ANAPU, Brazil (AP) -- Thousands of people, from peasants to politicians, converged on this remote Amazon town Tuesday to bury the bullet-ridden body of an elderly American nun killed in the struggle to protect the Amazon rain forest and its poor residents from loggers and ranchers.
After an all-night vigil, mourners filed slowly past the simple, flag-draped coffin holding the remains of Dorothy Stang in the small shingle-roofed church of Anapu, the jungle town of 7,000 residents that Stang adopted as her own.
"I feel like a river without water, a forest without trees. It's like losing a mother," said Fernando Anjos da Silva, who said Sister Dorothy helped him get medical care after a logging accident that left him in a wheelchair.
Nearly 1,000 miles to the southeast in the capital of Brasilia, Cabinet ministers compared Sister Dorothy to Chico Mendes, the celebrated defender of the rain forest who was gunned down in 1988.
"Chico died for the same reason, killed by people with no respect for life or the law," said Environment Minister Marina Silva.
Brazilians have tried for centuries to conquer the Amazon, which covers more half the country. But the jungle frustrated ventures even by Henry Ford and German billionaire Daniel Ludwig, and some Brazilians call it "the green hell."

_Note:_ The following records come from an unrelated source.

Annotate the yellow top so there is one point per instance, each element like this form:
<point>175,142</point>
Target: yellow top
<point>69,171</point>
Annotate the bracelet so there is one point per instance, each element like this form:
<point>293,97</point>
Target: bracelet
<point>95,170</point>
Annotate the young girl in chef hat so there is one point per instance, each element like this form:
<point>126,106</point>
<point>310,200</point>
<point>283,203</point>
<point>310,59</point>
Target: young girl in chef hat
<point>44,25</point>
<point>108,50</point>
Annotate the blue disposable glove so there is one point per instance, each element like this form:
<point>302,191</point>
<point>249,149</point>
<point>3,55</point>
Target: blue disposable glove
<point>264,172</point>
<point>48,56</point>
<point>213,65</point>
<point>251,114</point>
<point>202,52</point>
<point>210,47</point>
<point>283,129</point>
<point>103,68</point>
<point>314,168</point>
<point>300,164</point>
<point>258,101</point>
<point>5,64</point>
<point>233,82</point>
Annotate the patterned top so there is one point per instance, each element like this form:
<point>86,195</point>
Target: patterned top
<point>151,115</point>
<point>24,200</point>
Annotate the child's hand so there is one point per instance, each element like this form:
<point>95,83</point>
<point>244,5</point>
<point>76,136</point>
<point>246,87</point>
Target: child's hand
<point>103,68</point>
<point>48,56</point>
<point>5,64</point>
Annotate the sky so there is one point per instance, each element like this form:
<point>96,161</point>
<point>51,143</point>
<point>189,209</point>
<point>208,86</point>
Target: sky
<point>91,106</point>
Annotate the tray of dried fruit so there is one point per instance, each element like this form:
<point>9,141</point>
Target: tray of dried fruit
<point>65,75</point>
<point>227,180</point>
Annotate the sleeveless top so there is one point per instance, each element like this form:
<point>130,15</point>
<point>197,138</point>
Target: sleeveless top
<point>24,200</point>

Brazil's 1964-85 military government built the Trans-Amazon Highway and gave people free land in an attempt to populate the region. The plan drew settlers from the arid northeast as well as land speculators who took control of much of the rich stands of timber -- mahogany, massaranduba and ipe.
Loggers and ranchers grew strong by backing local politicians, and by hiring gunmen to eliminate opponents.

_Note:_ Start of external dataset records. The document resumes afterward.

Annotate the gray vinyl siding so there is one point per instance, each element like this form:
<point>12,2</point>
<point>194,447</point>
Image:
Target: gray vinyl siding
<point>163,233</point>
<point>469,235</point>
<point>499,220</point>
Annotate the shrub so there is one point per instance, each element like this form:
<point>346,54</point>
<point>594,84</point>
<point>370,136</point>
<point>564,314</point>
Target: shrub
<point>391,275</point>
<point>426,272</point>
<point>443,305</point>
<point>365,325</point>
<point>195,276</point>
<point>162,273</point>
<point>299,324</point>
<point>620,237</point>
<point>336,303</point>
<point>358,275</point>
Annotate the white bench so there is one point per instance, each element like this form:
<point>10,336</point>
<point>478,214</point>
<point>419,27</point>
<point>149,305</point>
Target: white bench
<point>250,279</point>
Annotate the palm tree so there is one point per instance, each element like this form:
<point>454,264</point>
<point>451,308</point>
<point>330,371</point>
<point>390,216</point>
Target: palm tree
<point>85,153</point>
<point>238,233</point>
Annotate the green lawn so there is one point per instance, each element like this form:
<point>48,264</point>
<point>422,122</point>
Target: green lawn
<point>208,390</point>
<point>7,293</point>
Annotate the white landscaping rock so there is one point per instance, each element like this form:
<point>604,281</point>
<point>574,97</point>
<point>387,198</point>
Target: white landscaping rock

Sister Dorothy, 73, a naturalized Brazilian originally from Dayton, Ohio, was attacked Saturday in a settlement 30 miles from Anapu, where she worked helping some 400 families survive in the rugged jungle.
A witness said that when two gunmen approached her, she pulled out a Bible and began to read. Her killers listened for a moment, took a few steps back and fired, he said. Coroners said she was shot six times at close range by two guns.
"Dorothy's last words were the only words she knew: the word of God," said Mary Alice McCabe, a nun from Connecticut who has lived in Brazil for 34 years.
"Dorothy was completely dedicated to those people, to the land, to the whole of the Amazon and what the Amazon is: nature, people looking for the right to sustain themselves on the last frontier."